Latin-America’s Airlines Are Crashing, But There May Be No Bailouts. Aeromexico Denies Filing for US Bankruptcy

The AMLO government, which has refused to bail out shareholders and bondholders of large companies, could be on to something: A form of capitalism where investors, not taxpayers, carry the risks.

Mexico’s main airline, Aeromexico, on Friday felt compelled to issue a denial that it “has not initiated, nor has it made the decision to initiate, a restructuring procedure under Chapter 11 of the Unites States Bankruptcy Code,” following allegations to that effect in Mexico’s most widely read financial daily El Financiero. A few lines further down in the press release, the company said it is exploring ways to restructure, in an orderly fashion, its short- and medium-term financial commitments.

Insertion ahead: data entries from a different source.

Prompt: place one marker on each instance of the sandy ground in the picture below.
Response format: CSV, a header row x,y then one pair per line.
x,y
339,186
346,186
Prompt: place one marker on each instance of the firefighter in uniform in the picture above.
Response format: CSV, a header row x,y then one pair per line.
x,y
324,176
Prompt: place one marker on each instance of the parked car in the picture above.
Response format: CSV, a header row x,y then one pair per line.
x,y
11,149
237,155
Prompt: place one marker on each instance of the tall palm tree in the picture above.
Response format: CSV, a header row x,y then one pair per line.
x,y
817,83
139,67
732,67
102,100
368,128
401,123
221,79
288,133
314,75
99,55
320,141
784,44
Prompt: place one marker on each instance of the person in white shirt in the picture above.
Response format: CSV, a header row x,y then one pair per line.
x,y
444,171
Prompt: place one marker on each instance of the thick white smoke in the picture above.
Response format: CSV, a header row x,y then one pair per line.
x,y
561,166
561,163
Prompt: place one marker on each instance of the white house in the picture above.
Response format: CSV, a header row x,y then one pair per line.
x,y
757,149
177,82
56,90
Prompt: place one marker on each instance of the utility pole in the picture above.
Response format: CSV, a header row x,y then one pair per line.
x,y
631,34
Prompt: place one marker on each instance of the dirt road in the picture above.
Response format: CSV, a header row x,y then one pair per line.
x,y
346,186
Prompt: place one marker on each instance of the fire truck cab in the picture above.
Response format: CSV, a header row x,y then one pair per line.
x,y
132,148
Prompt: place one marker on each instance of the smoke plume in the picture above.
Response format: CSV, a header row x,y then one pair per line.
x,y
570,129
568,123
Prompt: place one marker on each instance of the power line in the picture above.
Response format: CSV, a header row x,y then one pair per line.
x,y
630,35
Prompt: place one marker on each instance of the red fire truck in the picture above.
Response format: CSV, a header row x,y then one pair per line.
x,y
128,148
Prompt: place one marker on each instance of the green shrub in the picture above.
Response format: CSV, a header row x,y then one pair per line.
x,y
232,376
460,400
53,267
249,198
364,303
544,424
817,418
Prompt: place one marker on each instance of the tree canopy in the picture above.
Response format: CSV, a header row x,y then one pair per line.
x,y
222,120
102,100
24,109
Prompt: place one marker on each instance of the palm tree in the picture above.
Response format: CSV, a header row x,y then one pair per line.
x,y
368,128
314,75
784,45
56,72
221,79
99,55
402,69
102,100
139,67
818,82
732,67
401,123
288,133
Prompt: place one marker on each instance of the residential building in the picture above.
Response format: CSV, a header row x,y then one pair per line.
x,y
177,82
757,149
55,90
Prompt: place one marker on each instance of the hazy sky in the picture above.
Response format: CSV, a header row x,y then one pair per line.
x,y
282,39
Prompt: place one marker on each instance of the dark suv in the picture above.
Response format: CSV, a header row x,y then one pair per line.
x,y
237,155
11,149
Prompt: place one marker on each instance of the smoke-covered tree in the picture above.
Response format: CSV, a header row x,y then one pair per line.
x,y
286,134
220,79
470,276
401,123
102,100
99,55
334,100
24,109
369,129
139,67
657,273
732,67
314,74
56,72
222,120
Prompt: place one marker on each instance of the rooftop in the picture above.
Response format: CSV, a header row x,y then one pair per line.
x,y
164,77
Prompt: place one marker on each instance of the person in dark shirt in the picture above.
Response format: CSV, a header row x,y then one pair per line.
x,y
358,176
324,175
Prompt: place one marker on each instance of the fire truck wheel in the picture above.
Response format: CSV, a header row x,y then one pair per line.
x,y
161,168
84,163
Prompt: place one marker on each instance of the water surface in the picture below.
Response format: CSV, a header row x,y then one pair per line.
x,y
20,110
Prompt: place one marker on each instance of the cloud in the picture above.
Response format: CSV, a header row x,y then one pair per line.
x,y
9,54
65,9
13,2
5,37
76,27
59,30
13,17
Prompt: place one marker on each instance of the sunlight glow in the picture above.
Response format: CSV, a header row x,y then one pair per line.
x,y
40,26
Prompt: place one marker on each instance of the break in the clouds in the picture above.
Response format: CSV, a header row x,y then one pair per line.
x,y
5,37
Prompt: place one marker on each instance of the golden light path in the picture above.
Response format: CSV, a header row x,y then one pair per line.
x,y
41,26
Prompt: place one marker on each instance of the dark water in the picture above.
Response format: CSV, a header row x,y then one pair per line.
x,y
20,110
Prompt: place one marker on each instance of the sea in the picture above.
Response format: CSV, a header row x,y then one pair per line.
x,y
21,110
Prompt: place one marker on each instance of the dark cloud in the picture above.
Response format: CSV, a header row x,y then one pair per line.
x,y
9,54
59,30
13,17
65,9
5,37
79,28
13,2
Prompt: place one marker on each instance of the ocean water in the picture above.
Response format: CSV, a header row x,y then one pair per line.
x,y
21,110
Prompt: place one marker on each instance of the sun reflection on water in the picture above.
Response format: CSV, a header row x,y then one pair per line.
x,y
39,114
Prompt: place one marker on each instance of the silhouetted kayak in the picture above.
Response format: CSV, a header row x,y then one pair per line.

If the statement was meant to put investors’ nerves at ease, it didn’t quite work that way. Aeromexico’s shares ended the day 4.5% lower and are now down 60% year to date.

Investors are spooked for good reason. In May, the number of passengers on its domestic flights plunged by 89% from a year ago, and for international flights by 98%.  Like all airlines, it desperately needs financial support to navigate the unprecedented turbulence hitting the aviation industry. And for the moment, it’s not getting it.

Like many airlines, Aeromexico was already in trouble before the virus crisis brought air travel to a near-standstill. In 2019, its CEO, Javier Arrigunaga, went cap in hand to Mexican President Andres Manuel Lopez Obrador’s right hand man, Alfonso Romo, to request a $125 million emergency credit line from Mexico’s state-owned development bank. The answer was a resounding no.

According to the article in El Financiero that forced Aeromexico’s bankruptcy enial, the airline is currently being advised by U.S. law firm White & Case and Citigroup.

Two of South America’s largest airlines, Santiago-based LATAM (a Chilean-Brazilian airline) and Colombia’s Avianca, have already filed for bankruptcy protection in a New York court. In May, LATAM became the world’s largest airline to date to seek an emergency reorganization due to the coronavirus pandemic. It seeks to restructure $18 billion in debt. Latam’s filing for Chapter 11 is likely to delay a proposed bailout of the company by Brazil’s state development bank as well as push back aid to its domestic rivals.

Avianca was already desperately weak before Covid struck, having emerged from a debt restructuring process in Dec. 2019. Like LATAM, Avianca’s revenues and earnings were decimated by the near-total collapse of passenger operations in April, as all countries in Latin America sealed their borders and barred all non-essential travel. Passenger traffic on Latin American and Caribbean airlines plunged by a staggering 96% in April, according to the International Air Travel Association (IATA).